Derzeit scheint es so, als würde sich die Menschheit in zwei Lager spalten: Diejenigen, die den Umgang mit neuen Medien (hier primär Internet) gewohnt sind und es regelmäßig oder unregelmäßig (die einen mehr, die anderen weniger) nutzen und diejenigen, die das Internet von anderen „bedienen lassen“ oder lieber gar nichts damit zu tun haben wollen. Zur zweitgenannten Gruppe scheinen auch die Richter am Hamburger Landgericht zu gehören. Anders ist eine aktuelle Entscheidung wohl nicht zu erklären.
Bereits seit langer Zeit kämpft der Betreiber des Supernature-Forums, Martin Geuß, um sein Recht als Forenbetreiber, nicht bedingungslos für die von Benutzern eingestellten Inhalte haftbar zu sein. Auslöser für diese Anstrengungen war eine Abmahnung, die mittlerweile über ein Jahr zurückliegt.
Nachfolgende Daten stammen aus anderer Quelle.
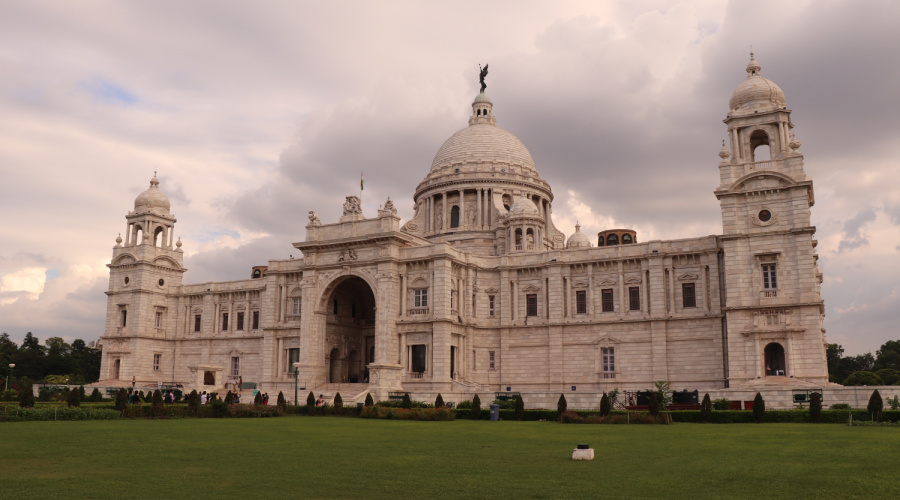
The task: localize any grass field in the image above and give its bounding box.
[0,417,900,499]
Ausführliche Details und weitere Hintergründe gibt’s bei Heise und unter den entsprechenden Links im dortigen Artikel.
Sein Anwalt, Dr. Martin Bahr, hat nun das traurige Urteil der Klage auf seiner Seite „Internet-Foren & Recht“ veröffentlicht. Der entscheidende Satz hieraus:
Ein Forums-Betreiber haftet für „eigene Informationen“ iSd. § 6 Abs. 1 MDStV. „Eigene Informationen“ im Sinne dieser Vorschrift sind nicht nur „eigene Behauptungen“ im Sinne der für Widerruf oder Richtigstellung entwickelten Grundsätze, sondern vielmehr auch Informationen, für deren Verbreitung der Betreiber einer Internetseite seinen eigenen Internetauftritt zur Verfügung stellt, mag auch nicht er selbst, sondern eine dritte Person die konkrete Information eingestellt haben.
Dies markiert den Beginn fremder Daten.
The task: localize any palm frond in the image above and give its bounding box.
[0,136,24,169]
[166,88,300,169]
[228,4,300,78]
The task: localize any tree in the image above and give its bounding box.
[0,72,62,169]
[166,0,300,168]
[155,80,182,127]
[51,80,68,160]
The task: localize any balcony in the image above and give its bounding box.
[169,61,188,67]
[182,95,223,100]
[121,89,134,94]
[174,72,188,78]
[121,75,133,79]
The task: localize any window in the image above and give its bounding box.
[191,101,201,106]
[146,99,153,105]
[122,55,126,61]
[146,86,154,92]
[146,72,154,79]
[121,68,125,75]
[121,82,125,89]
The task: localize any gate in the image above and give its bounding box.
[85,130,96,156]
Sollte dieses Urteil von höheren Instanzen bestätigt werden, sieht es schwarz aus für Forenbetreiber in Deutschland und wir werden dann vermutlich die zweite große Betreiberabwanderung nach der der Betreiber von erotischen Angeboten erleben. Die sitzen mittlerweile alle in Spanien und anderen schönen Ländern und zahlen Ihre Steuern dort. Der Auslöser damals war eine bis heute nicht vorhandene klare Regelung zum Thema Jugendschutz.
Mein Vorschlag wäre es zur besseren Urteilsfähigkeit in Internetfällen den Gerichten aufzuerlegen ein Fachteam zu bilden, dass die Richter in solchen Fällen berät oder ggf. fachlicher Kompetenz auf Seiten der Richter einzufordern. Bei solchen Urteilen kann man sich nur an den Kopf greifen.
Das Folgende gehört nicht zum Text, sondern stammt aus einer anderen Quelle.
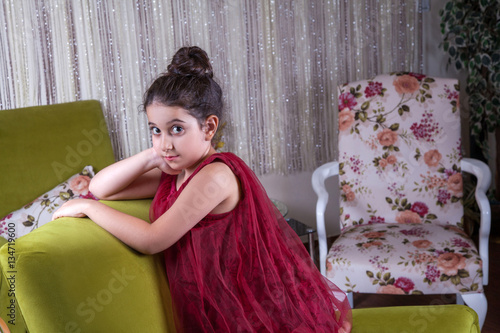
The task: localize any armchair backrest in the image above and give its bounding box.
[0,100,115,218]
[339,73,463,229]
Müssten dann nicht auch Gerichte für Zeugenaussagen haften, da dies Informationen sind, für deren Verbreitung der Betreiber (das Gericht) seinen eigenen Auftritt (Gerichtssaal) zur Verfügung stellt, mag auch nicht er selbst, sondern eine dritte Person (Zeuge, evtl. auch Staatsanwalt, Verteidiger, Beisitzer, …) die konkrete Information eingestellt haben (Aussage per Voice)?
*kopfschüttel*
Ach, schon wieder Hamburger Landgericht…
Die Jugendschutzgeschichte ist eigentlich geklärt, darum sind ja die meisten Anbieter von Adultangeboten abgewandert. Der Gesetzgeber verlangt in Deutschland die „persönliche Identifikation“ des Kunden bei solchen Angeboten. Da dadurch aber zusätzliche Kosten entstehen (einzig anerkannte Identifikation ist das Post-Ident-Verfahren, was aber kostenpflichtig und nicht billig ist) und der Kunde besonders in diesem Bereich Wert auf Anonymität legt, blieb den Anbietern nichts anderes übrig, als abzuwandern. Ich weiß das aus erster Hand, da ich selbst als Projektentwickler und Designer in der Branche tätig war.
Dass der Steuerverlust für den Staat sich bei ca. 7 Milliarden Euro bewegt, halte ich in diesem Zusammenhang auch noch durchaus für nennenswert.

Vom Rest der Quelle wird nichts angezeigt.